Joël 2,12-27

« Déchirez votre cœur et non vos vêtements »

Père Guy Lafon

« Déchirez votre cœur… », VS 108 (1963), p. 173s

            Déchirez votre cœur…, tel est l’appel brutal que nous adresse l’Eglise, au nom de Dieu, sous de multiples formes. Mais nous risquons toujours de rester sourds à cette insistance. Pourquoi ? Parce que nous n’aimons pas nous reconnaître pécheurs. Nous savons bien, sans doute, que notre conduite n’est pas toujours nette, que nous avons beaucoup de fautes à nous reprocher. Nous en convenons. Mais nous ne sommes pas persuadés que ces choses-là précisément doivent être prises au sérieux. Nous croyons qu’il suffit de les avouer en passant, au besoin d’en dresser une liste exacte à quelques moments choisis de l’année. Mais nous ne croyons pas être vraiment engagés par ce regret que nous disons avoir. En tout cas, nous n’estimons pas qu’il doive nous déchirer le cœur.

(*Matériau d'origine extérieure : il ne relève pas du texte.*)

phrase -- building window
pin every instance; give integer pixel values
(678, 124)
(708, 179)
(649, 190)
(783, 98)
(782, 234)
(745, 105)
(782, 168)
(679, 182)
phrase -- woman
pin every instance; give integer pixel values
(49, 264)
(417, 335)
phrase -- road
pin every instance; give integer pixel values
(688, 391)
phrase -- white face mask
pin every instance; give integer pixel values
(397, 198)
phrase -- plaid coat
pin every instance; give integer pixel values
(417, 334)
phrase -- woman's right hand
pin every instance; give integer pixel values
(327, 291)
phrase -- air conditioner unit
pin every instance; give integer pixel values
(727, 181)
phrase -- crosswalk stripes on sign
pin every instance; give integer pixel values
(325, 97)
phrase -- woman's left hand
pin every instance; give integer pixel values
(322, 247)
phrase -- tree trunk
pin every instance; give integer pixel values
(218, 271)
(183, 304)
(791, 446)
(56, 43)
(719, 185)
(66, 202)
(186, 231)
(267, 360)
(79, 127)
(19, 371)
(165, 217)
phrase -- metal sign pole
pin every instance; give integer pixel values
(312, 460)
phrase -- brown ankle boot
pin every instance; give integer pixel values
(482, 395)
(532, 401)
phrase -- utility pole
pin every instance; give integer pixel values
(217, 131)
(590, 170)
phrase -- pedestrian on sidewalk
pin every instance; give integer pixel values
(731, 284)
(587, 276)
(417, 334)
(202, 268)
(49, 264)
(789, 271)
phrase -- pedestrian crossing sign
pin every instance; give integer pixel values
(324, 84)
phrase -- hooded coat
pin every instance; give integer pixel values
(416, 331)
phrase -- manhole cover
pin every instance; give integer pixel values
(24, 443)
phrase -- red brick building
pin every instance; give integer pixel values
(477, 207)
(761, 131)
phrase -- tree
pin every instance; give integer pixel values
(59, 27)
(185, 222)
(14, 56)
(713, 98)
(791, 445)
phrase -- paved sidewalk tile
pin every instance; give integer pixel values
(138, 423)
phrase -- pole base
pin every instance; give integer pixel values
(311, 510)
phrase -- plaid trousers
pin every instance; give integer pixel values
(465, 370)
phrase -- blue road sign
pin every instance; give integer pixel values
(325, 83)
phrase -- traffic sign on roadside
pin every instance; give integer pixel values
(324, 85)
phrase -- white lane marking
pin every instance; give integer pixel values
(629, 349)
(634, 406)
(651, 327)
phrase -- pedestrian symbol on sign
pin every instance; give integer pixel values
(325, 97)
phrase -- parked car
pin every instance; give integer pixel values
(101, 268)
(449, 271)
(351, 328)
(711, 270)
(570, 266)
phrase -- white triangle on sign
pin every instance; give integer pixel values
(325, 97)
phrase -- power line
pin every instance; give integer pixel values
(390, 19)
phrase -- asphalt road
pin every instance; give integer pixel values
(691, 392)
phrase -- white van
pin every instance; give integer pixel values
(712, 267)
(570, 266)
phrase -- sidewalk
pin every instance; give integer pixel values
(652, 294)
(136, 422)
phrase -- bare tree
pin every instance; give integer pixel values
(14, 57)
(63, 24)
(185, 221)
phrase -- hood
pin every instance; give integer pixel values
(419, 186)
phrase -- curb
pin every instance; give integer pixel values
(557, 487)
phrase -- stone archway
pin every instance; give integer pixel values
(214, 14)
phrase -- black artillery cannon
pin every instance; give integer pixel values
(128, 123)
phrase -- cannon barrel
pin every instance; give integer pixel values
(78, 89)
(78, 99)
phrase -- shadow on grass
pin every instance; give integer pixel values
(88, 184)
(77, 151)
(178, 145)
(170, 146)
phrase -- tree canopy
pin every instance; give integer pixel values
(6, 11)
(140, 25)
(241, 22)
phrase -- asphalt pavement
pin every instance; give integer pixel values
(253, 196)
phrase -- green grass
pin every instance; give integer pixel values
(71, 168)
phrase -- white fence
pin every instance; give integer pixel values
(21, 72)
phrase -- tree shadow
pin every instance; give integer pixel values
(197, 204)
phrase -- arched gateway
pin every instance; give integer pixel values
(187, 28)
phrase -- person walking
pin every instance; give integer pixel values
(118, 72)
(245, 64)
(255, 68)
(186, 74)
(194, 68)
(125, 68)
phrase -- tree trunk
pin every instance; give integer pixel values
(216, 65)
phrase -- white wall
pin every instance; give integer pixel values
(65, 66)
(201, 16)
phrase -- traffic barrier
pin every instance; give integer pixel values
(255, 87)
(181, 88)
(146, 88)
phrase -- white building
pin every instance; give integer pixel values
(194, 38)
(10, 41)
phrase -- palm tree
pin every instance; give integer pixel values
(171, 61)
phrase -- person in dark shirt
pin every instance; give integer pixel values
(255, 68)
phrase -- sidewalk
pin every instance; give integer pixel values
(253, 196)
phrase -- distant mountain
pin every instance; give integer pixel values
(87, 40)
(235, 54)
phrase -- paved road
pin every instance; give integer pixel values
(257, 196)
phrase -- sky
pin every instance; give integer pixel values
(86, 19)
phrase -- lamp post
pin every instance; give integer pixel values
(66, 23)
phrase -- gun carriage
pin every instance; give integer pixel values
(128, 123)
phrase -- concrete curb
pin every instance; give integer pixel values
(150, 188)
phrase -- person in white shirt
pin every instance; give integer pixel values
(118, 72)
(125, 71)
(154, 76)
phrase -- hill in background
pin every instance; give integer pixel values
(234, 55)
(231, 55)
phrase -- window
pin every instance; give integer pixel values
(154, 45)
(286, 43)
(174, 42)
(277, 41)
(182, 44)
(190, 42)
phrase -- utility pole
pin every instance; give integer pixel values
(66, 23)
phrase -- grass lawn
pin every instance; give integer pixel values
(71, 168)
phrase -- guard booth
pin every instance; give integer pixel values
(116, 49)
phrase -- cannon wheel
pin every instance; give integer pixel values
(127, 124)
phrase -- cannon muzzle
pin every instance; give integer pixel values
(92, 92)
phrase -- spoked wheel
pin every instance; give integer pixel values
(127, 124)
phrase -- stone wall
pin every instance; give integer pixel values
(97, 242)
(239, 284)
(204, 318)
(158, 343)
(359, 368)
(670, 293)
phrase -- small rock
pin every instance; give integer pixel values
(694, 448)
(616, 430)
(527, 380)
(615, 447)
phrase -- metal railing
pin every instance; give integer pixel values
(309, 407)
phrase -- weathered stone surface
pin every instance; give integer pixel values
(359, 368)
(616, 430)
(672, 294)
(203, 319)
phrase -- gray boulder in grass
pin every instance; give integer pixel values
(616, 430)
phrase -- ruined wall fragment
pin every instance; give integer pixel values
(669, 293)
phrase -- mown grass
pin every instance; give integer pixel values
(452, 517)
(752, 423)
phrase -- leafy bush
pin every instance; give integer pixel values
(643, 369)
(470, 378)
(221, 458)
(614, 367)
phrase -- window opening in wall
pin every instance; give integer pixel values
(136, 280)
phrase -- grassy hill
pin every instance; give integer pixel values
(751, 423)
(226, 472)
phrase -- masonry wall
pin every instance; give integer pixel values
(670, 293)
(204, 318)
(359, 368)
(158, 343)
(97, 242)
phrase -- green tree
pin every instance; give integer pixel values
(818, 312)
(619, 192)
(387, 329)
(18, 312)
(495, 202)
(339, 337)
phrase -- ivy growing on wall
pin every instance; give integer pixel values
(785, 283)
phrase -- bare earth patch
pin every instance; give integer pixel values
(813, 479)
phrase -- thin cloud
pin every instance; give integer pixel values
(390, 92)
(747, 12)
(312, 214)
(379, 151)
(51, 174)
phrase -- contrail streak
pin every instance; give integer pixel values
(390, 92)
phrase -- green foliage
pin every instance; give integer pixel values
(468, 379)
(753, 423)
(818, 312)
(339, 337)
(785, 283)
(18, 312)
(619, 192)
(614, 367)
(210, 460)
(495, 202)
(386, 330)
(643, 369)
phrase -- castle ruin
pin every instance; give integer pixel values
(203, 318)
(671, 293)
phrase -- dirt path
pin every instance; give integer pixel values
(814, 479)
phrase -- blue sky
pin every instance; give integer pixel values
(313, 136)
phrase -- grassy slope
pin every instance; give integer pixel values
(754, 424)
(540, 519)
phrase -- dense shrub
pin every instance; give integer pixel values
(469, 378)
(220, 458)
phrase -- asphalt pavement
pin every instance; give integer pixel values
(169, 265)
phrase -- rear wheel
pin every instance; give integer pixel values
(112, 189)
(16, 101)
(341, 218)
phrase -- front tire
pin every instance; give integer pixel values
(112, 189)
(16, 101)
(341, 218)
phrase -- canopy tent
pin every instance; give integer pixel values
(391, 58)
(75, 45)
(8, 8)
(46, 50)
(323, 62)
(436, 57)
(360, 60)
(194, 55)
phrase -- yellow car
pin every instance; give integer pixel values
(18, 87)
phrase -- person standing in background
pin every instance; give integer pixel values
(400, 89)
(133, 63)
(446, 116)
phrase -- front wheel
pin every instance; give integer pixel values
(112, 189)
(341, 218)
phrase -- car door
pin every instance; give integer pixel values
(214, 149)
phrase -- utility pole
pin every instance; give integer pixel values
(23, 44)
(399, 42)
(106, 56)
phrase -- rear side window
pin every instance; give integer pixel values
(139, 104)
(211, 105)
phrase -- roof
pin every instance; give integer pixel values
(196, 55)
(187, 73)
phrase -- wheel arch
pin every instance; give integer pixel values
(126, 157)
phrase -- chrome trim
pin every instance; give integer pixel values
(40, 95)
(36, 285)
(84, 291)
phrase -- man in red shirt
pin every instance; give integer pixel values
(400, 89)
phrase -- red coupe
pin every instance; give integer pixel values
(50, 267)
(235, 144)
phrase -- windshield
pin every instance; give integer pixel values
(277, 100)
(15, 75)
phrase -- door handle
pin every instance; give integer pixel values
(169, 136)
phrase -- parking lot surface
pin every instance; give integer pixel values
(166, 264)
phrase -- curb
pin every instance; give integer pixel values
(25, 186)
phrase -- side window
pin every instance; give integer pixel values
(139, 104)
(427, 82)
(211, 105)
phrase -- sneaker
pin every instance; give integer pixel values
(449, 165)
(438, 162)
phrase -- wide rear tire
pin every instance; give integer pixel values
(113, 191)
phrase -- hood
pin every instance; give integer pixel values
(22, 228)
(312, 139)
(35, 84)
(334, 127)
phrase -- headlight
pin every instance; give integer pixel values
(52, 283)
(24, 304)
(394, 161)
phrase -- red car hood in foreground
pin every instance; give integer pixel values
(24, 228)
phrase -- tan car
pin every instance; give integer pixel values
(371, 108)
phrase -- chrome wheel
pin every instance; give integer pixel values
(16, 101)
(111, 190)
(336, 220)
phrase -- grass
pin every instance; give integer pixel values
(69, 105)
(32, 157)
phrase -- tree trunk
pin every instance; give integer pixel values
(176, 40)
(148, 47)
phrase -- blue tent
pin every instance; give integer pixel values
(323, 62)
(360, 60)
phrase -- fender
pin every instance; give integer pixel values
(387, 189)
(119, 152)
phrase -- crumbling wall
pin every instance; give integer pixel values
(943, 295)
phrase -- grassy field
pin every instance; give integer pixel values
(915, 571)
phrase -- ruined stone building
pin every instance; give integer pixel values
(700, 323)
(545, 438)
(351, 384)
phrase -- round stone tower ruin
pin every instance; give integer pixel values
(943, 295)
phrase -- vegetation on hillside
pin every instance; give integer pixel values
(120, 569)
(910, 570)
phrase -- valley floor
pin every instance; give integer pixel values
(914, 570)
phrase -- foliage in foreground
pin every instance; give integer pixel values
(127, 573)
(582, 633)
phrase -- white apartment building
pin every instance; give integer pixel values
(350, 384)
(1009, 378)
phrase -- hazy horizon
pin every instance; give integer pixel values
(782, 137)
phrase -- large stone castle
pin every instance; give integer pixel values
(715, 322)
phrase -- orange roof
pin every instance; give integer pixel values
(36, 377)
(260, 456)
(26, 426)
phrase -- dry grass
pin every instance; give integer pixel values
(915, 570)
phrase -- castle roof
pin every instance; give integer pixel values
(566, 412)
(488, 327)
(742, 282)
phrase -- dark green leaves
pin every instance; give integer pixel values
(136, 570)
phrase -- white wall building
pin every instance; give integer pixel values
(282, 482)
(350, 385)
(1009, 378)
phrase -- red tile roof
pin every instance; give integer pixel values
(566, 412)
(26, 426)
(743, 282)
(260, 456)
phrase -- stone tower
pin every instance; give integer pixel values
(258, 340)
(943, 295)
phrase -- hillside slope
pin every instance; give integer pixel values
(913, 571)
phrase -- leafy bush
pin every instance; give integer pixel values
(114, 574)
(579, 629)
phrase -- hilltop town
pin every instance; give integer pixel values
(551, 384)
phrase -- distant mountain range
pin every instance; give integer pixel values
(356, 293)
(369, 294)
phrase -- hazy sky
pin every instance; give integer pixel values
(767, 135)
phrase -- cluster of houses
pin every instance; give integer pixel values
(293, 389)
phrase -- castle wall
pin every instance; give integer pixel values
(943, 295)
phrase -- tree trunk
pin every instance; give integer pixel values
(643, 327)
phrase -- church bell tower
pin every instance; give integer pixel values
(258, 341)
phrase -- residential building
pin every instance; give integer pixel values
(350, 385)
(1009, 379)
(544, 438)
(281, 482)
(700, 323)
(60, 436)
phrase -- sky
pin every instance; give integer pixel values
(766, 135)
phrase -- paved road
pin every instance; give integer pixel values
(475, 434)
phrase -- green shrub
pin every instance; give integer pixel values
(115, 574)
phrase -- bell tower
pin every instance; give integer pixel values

            En vérité, nous craignons de nous écraser nous-mêmes si nous jetons un regard lucide sur nos actes. Nous redoutons que la vérité nous accable. De fait, il n’est pas commode de vivre en sachant qu’on est pécheur. La peur qui nous retient porte en elle une juste intuition.

            Les pharisiens étaient, eux aussi, des hommes religieux. On peut penser que l’habitude de l’examen de soi-même les avait conduits à connaître qui ils étaient. Mais ils se gardaient bien de faire de cette science-là une pièce fondamentale de leur vie. Ils avaient trop peur de désespérer d’eux-mêmes, s’ils regardaient vers leurs fautes. Secrètement, sans même s’en rendre compte, ils avaient placé en eux, et seulement là, le principe même de toute leur force. Dans ces conditions, ils ne pouvaient plus attacher la moindre attention à leur faiblesse : ils auraient cru se ruiner, se détruire eux-mêmes. On ne consent pas à déchirer un cœur, qui est à lui-même son seul appui. On fait tout, au contraire, pour le maintenir solide et fermé.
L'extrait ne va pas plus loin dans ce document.